Désormais, n’importe qui derrière son clavier peut tenir des propos injurieux et haineux sous le couvert d’un pseudonyme. À la veille de chaque grande échéance électorale, l’on assiste à une montée en puissance de ces pratiques nauséabondes caractérisées par des attaques au vitriol, le dénigrement et surtout l’exacerbation du tribalisme. Faute de proposer une idéologie ou un programme politique aux populations, certains leaders politiques alimentent et soutiennent ces discours qui leur semblent être des raccourcis faciles pour accroître leur audience et accéder au pouvoir. Grossière erreur, car dans un pays-mosaïque comme le Cameroun, le repli identitaire et le tribalisme ne garantissent aucune majorité dans les urnes.

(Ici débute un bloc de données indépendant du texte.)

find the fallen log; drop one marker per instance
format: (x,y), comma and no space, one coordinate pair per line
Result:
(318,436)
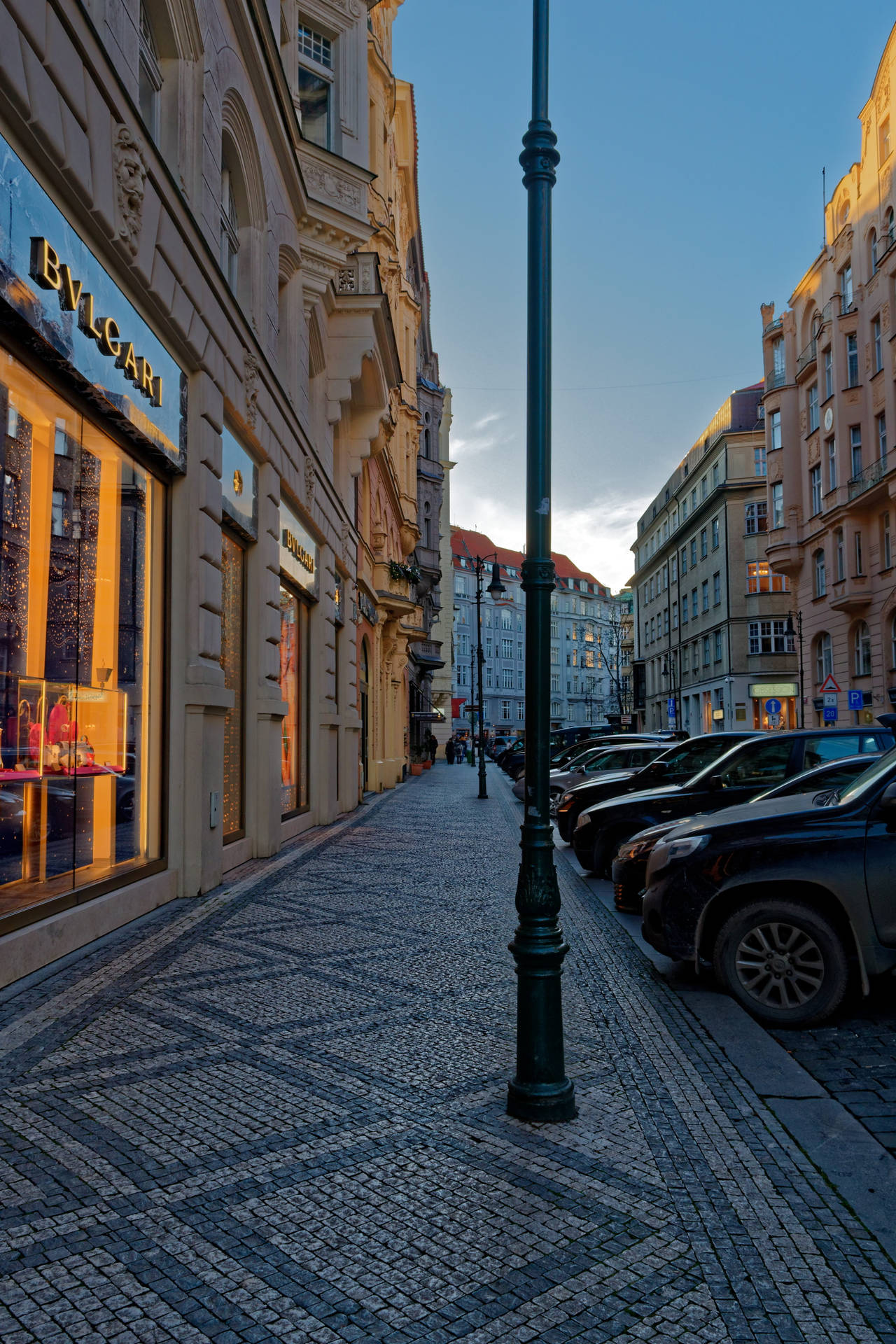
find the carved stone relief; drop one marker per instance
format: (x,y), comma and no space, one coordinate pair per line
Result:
(131,176)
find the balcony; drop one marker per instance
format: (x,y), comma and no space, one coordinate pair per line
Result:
(808,359)
(872,475)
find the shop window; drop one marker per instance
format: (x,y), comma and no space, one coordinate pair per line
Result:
(293,685)
(232,644)
(81,546)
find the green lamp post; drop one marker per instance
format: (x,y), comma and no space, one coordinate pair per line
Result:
(540,1089)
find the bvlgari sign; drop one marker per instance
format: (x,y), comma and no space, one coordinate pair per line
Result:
(64,302)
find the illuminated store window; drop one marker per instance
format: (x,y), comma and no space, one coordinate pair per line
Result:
(293,685)
(232,625)
(81,656)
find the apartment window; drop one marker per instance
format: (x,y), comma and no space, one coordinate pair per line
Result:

En effet, aucune tribu n’est assez forte dans notre pays pour prétendre conquérir et contrôler le pouvoir toute seule sans la contribution et la participation des autres. Il n’en demeure pas moins que la politique est le principal carburant qui alimente les moteurs des discours de haine, du tribalisme et de la xénophobie, même s’il ne faut pas négliger les pulsions primitives enfouies en chaque citoyen. Par conséquent, le combat contre ce fléau doit commencer à l’intérieur des formations politiques à défaut de les voir donner l’exemple. Comment comprendre que la direction d’un parti politique soit composée exclusivement des ressortissants d’une même tribu alors qu’il sollicite clairement les suffrages de l’ensemble des électeurs ?

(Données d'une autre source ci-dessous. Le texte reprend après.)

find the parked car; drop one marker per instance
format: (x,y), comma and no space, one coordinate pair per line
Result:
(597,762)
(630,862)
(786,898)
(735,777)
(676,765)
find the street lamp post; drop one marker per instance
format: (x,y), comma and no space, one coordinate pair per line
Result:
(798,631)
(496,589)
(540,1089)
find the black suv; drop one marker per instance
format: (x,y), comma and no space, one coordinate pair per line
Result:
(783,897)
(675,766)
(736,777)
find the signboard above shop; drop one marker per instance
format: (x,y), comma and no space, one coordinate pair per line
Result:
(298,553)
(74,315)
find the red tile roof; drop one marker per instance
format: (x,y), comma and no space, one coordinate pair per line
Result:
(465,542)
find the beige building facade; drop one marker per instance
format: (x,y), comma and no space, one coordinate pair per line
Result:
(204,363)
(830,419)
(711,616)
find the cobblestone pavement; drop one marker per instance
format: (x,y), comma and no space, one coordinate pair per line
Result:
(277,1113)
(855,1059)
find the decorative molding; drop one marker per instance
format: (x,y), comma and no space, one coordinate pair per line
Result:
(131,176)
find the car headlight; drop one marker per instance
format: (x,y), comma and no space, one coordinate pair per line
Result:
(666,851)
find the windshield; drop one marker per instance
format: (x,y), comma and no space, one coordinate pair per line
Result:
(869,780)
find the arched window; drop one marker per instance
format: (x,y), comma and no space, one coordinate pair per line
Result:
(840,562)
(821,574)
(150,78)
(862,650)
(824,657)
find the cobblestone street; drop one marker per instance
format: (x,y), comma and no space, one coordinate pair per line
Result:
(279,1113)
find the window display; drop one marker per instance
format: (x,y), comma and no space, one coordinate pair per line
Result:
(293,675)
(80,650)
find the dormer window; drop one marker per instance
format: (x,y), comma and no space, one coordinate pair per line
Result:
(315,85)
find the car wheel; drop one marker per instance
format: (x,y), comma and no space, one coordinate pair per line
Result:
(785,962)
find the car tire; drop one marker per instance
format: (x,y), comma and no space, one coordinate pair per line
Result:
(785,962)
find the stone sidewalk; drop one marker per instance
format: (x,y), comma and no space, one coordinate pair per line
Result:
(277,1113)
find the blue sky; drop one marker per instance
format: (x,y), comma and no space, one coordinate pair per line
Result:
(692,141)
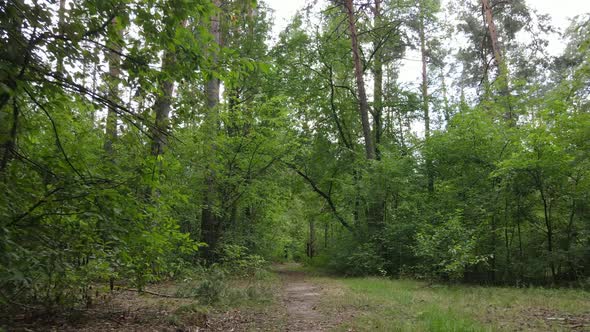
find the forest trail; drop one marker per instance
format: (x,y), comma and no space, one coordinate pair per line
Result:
(301,299)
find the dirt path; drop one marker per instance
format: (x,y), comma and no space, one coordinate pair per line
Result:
(301,298)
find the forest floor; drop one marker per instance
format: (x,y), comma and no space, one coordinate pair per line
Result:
(293,298)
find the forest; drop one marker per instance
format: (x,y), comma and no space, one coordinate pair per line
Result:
(144,141)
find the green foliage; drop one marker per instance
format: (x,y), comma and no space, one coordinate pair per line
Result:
(237,260)
(448,249)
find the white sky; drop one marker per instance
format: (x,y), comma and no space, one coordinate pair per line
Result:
(559,10)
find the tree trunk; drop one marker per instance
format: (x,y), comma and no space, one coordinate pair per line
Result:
(162,107)
(425,106)
(209,220)
(378,83)
(502,68)
(114,60)
(61,21)
(360,82)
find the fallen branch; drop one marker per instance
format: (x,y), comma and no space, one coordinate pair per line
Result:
(156,294)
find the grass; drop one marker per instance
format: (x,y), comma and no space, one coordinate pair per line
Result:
(379,304)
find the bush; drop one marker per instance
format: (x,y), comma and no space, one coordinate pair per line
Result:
(237,261)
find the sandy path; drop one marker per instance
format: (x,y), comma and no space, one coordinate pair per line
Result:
(301,298)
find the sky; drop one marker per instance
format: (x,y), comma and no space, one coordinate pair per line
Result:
(559,10)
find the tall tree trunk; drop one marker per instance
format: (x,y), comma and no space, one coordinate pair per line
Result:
(493,32)
(425,106)
(377,83)
(209,220)
(61,21)
(162,107)
(114,60)
(498,60)
(360,82)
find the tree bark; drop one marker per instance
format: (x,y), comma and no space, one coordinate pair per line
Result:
(209,220)
(114,60)
(162,107)
(425,106)
(360,82)
(378,83)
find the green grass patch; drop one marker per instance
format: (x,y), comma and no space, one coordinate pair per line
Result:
(379,304)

Le gouvernement a raison d’engager une croisade contre le phénomène mais les mesures administratives, réglementaires et légales ne suffiront pas si on veut l’éradiquer complètement. Les partis politiques sont une fois de plus interpellés en matière de formation et d’encadrement de leurs militants. En attendant, ils pourraient s’inspirer de l’exemple du Rdpc qui prône en toutes circonstances l’unité, le rassemblement, la tolérance… Qui peut nier que grâce à une application exemplaire des dispositions des lois électorales, le parti de Paul Biya œuvre beaucoup en faveur de l’intégration des femmes, des jeunes, des minorités sociologiques et, du même coup, facilite le vivre-ensemble?
Autrement dit, on ne combattra pas les discours de haine avec des…discours et des mots. Aux grands maux, il faut des actes forts et des remèdes appropriés.